Unless I'm missing something, unlimited data plans have virtually disappeared. That seems like getting less.


Original plans were unlimited 3g data. All t-mobile high speed data plans automatically included unlimited low speed data if you go over. They also have an unlimited 4g lte plan that's only $30 more than the basic 1gb plan. And they currently have a special offers to for 2 lines w/ unlimited data.
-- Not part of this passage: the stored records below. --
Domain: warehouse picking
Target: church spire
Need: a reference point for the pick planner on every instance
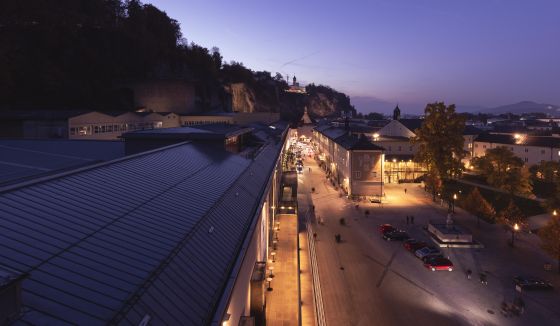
(397, 113)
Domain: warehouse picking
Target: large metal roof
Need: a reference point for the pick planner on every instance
(151, 236)
(24, 159)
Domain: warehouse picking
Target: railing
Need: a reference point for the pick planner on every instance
(317, 294)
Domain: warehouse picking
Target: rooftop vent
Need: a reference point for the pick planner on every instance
(10, 294)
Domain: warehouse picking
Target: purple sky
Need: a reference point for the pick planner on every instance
(468, 52)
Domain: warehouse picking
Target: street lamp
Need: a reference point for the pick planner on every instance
(513, 230)
(453, 206)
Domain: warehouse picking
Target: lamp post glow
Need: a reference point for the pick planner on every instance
(453, 206)
(513, 230)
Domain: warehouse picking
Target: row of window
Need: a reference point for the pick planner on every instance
(399, 148)
(358, 175)
(113, 128)
(543, 151)
(204, 122)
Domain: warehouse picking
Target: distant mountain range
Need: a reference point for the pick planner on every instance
(368, 104)
(524, 107)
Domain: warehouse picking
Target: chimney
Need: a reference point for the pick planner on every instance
(10, 294)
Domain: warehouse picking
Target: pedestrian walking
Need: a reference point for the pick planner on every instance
(483, 279)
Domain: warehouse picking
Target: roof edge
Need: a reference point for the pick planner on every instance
(39, 180)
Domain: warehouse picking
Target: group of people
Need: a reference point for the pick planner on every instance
(483, 277)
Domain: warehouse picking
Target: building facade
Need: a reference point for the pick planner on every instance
(531, 149)
(352, 162)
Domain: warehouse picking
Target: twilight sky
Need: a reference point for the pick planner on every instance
(380, 52)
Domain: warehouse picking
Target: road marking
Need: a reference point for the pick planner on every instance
(374, 260)
(386, 268)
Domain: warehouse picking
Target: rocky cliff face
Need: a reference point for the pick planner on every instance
(321, 106)
(321, 101)
(242, 98)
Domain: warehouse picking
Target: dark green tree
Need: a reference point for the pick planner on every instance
(440, 140)
(550, 238)
(503, 170)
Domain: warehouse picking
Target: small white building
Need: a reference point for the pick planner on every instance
(531, 149)
(352, 162)
(103, 126)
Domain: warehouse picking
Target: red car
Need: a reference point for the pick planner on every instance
(413, 245)
(383, 228)
(439, 264)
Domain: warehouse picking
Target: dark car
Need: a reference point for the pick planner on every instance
(438, 264)
(412, 245)
(425, 259)
(383, 228)
(532, 283)
(427, 251)
(396, 235)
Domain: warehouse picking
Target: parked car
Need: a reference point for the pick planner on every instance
(386, 228)
(427, 258)
(532, 283)
(397, 235)
(438, 264)
(413, 245)
(427, 251)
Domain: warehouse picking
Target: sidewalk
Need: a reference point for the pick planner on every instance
(282, 302)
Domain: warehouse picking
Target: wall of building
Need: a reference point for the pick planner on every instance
(531, 155)
(396, 129)
(165, 96)
(397, 147)
(42, 129)
(367, 178)
(257, 250)
(100, 126)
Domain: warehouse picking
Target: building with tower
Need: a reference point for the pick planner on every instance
(296, 88)
(397, 113)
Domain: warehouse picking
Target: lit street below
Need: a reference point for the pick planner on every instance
(366, 280)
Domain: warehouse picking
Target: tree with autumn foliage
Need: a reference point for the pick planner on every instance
(504, 171)
(550, 238)
(440, 140)
(512, 217)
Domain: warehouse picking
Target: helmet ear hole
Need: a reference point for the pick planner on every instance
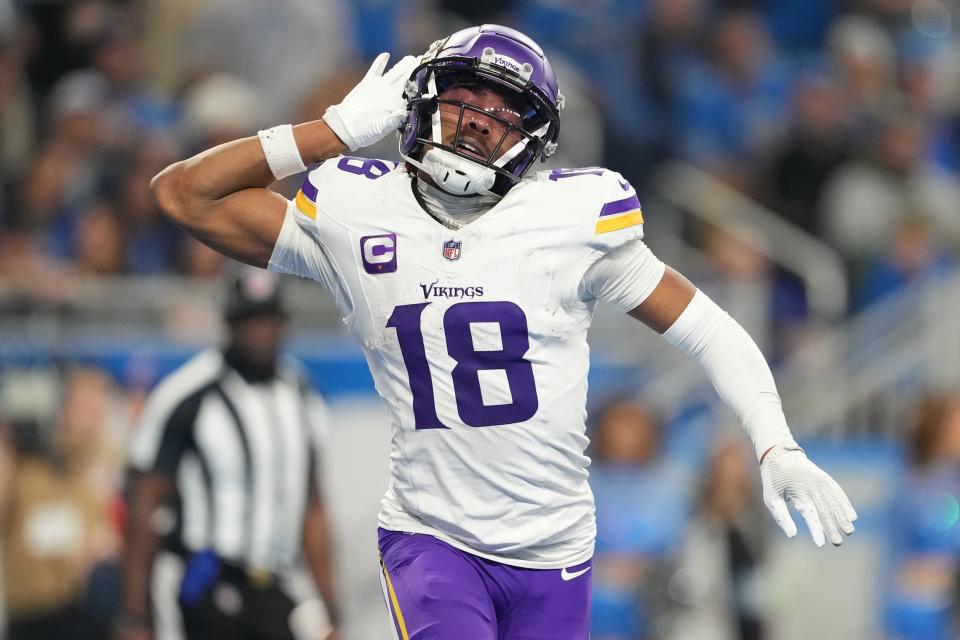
(495, 58)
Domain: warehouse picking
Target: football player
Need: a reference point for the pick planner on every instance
(470, 284)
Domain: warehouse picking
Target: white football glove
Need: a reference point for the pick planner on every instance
(787, 474)
(374, 107)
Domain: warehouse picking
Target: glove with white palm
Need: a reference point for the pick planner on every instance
(374, 107)
(787, 474)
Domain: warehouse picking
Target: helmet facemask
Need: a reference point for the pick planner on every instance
(471, 148)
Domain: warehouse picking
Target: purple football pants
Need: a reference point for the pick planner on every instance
(436, 592)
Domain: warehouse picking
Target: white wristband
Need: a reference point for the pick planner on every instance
(281, 151)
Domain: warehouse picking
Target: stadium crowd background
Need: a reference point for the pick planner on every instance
(841, 117)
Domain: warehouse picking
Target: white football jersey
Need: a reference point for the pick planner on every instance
(476, 339)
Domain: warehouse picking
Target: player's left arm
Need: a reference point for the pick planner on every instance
(628, 275)
(689, 319)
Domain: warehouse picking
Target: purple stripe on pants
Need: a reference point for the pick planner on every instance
(309, 190)
(620, 206)
(447, 594)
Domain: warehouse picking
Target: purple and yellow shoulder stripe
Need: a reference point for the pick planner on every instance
(620, 214)
(306, 200)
I had the original unlimited 3g data plan with AT&T. That also required paying $20 a month to get unlimited texts. I think I paid $10 a month for 250 monthly texts because that's all I needed. That was the height of mobile pricing bullshit in my eyes.


In South-East Asia, you often get a prepaid contract including 5 GB for between $5 and $20. This is 10x cheaper. Sure, salaries are lower, but the equipment is the same.


The actual bandwidth the tower has actually costs a lot of money.

65Mhz of highband bandwidth was worth 40 billion at the last auction.


Or it could be worth $0 if shared by smart radios. Fixed reservations of spectrum is technologically obsolete and economically very sub-optimal.

Spectrum "ownership" will be the taxi medallion of the 21st century.


If they charged you on usage percent times maintenance cost plus future upgrade plans, they wouldn't make nearly enough for buying golden yachts. You'd be paying like 20$/month for 10Mbit unlimited data.